A cidade ocupou o mundo todo, menos essa pequena reserva vegetal.
[Lá embaixo, a teia de cipós, as árvores vergadas, todos os últimos verdes do planeta.]
Você acende um cigarro e observa preguiçosamente o torvelinho intermitente da clorofila. Os detalhes de um desenho retorcido, quase abstrato.
Movimento na fímbria da floresta.
Um saci disfarçado de fumaça afasta os galhos, salta e invade tua boca.
[Um saci, através do cigarro que você está sugando. O fugitivo espírito-fumaça do último saci, agora dentro de você.]
A campainha toca. Teus amigos chegaram.
Você abre a porta e a algazarra começa. Eles trouxeram a cerveja e os baseados.
[Música. Conversa fiada. Risadas.]
Você finalmente diz, encontrei um saci rondando o prédio. Teus amigos fazem cara de interrogação. Um deles pergunta o que é um saci.

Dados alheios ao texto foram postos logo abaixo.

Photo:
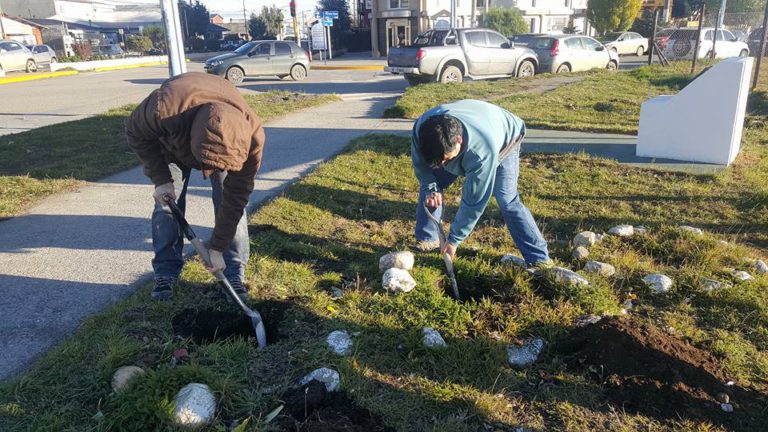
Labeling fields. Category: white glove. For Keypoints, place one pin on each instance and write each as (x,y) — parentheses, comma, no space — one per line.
(217,261)
(161,191)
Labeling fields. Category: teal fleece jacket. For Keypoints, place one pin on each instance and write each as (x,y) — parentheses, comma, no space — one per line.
(487,130)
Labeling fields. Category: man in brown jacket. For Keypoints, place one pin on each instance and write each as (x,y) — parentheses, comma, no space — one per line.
(198,121)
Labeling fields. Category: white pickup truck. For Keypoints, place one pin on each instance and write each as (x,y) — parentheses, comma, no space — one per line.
(449,56)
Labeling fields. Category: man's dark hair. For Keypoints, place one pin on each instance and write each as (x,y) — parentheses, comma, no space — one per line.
(438,135)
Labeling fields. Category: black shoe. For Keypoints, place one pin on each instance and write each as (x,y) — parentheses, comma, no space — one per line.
(240,290)
(163,289)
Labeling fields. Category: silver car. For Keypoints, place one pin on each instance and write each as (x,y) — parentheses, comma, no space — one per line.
(572,53)
(259,58)
(15,56)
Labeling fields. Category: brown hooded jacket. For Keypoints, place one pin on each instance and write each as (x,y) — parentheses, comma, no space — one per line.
(201,121)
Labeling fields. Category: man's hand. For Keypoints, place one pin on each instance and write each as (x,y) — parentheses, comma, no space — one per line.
(217,261)
(435,200)
(449,249)
(163,190)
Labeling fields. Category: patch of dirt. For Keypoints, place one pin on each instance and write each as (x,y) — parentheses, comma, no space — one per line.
(208,325)
(644,369)
(312,408)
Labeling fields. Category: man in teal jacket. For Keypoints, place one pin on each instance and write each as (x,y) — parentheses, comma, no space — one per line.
(481,142)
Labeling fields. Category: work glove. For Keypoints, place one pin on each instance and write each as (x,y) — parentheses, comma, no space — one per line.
(162,190)
(217,261)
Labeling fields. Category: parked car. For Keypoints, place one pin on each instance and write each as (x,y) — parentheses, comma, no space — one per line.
(626,43)
(683,41)
(15,56)
(662,37)
(525,38)
(572,53)
(259,58)
(43,54)
(450,56)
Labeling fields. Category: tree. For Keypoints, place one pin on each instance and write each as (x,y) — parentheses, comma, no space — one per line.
(612,15)
(139,43)
(257,27)
(505,21)
(343,23)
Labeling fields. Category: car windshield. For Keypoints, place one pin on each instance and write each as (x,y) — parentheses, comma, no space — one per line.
(245,48)
(541,43)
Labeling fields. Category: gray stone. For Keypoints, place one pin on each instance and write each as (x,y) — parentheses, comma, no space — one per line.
(525,354)
(123,375)
(195,406)
(431,338)
(761,267)
(514,260)
(692,230)
(580,253)
(401,259)
(327,376)
(340,342)
(585,238)
(398,280)
(563,275)
(711,284)
(622,230)
(742,275)
(658,282)
(603,269)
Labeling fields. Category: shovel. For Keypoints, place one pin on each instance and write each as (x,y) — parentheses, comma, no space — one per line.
(446,258)
(256,321)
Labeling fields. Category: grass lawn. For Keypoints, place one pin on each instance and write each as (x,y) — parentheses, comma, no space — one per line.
(328,231)
(52,159)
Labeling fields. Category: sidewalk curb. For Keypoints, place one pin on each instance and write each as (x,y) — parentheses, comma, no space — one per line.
(9,80)
(361,67)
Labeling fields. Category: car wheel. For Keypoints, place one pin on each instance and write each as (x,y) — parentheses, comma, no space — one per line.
(526,69)
(451,74)
(235,75)
(298,72)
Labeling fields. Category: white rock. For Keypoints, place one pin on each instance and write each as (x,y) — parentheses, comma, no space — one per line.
(340,342)
(396,280)
(526,354)
(603,269)
(514,260)
(327,376)
(742,275)
(761,267)
(692,230)
(123,375)
(401,259)
(195,406)
(580,252)
(564,275)
(659,282)
(585,238)
(711,284)
(622,230)
(431,338)
(585,320)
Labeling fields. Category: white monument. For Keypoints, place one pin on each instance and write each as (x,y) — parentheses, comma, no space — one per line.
(702,123)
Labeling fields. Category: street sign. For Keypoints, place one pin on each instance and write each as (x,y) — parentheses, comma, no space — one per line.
(318,37)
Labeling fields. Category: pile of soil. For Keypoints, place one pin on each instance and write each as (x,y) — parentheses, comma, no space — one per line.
(312,408)
(647,370)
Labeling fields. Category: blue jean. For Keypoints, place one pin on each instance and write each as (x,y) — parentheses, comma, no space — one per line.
(168,239)
(522,227)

Uma criaturinha da floresta. Um demônio pequeno e triste.
Um demônio, onde?
Não importa. Ele era o último da espécie. Como vocês se sentiriam se uma civilização implacável chegasse e devastasse nossa cidade, exterminasse todo mundo?
Você viu mesmo esse demônio? Falou com ele?
Nós conversamos. O saci apareceu na minha frente e disse que ele era o último, que todos os outros estavam mortos. Ele olhou fundo nos meus olhos e disse, agora eu quero vingança. Ele chegou bem perto e disse, quero suas meias e seus sapatos. Eu entreguei as meias e os sapatos e ele ordenou, passa pra cá a cueca, a camisa e a calça. Eu entreguei e ele mandou, agora venha comigo e veja o que vai acontecer. O saci entrou no apartamento e agora está aqui.
Um amigo muito bêbado e chapado diz, não estou vendo nenhum saci aqui.
Você pega uma faca de cima da mesa e a chacina começa.
[Pausa.]
No centro de meu Aleph eu vejo uma multidão de histórias:
Vejo o supremo supermercado.
Com dificuldade um homem encontra todos os itens da lista. Menos os olhos e o rosto novo. Menos uma pele clara, tamanho médio, diurno-noturno.
[Mais uma semana sem olhos, sem rosto, meu Deus?]
Vejo a mulher aflita com o alien.
Esse aí não é mesmo o homem com quem casei. Ai, será que trocaram meu marido? Aviso as autoridades?
[Não. Melhor eu ficar quieta, senão vão querer destrocar.]
Vejo o Paradoxo Édipo.
Um homem viaja ao passado. Apaixona-se pela própria mãe, ainda jovem. Tem um filho com ela: ele mesmo.
[É a cara do pai, dizem.]
Vejo o transplante mais íntimo de todos os tempos.
Um rim? Não, amorzinho. Nem um naco do seu fígado. Nem córneas ou medula óssea.
É do teu espírito que eu preciso, só metade. Você doa pra mamãe?
No centro de meu Aleph eu vejo uma multidão de histórias:
Vejo o último homem na face da Terra. Com o sumiço das pessoas, a terrível solidão.
[Desespero.]
Uma arma vai resolver tudo, ele pensa.
[Encontra um revólver numa gaveta.]
{E passa os dias vazando as janelas.}
Vejo um exercício de telepatia erótica.
O chip em meu cérebro recebe e envia pensamentos castos. Hackers invadem o sistema. Enchem minha cabeça da pornografia mais abjeta.
[Ó Jesus, obrigado!]
Vejo o lixão que cobre todo o planeta.
Um homem mergulha na matéria orgânico-inorgânica. Dá braçadas feito um campeão olímpico.
Tenta chegar ao terraço do edifício quase inteiramente submerso.
[Mas é tragado pelas sereias das fossas industriais.]
Vejo a máxima introspecção possível.
Um médico tranca-se na sala de cirurgia. Abre o próprio peito de cima a baixo.
Estarrece-se com o que encontra: uma consciência maltrapilha e abobada, que é a sua cara.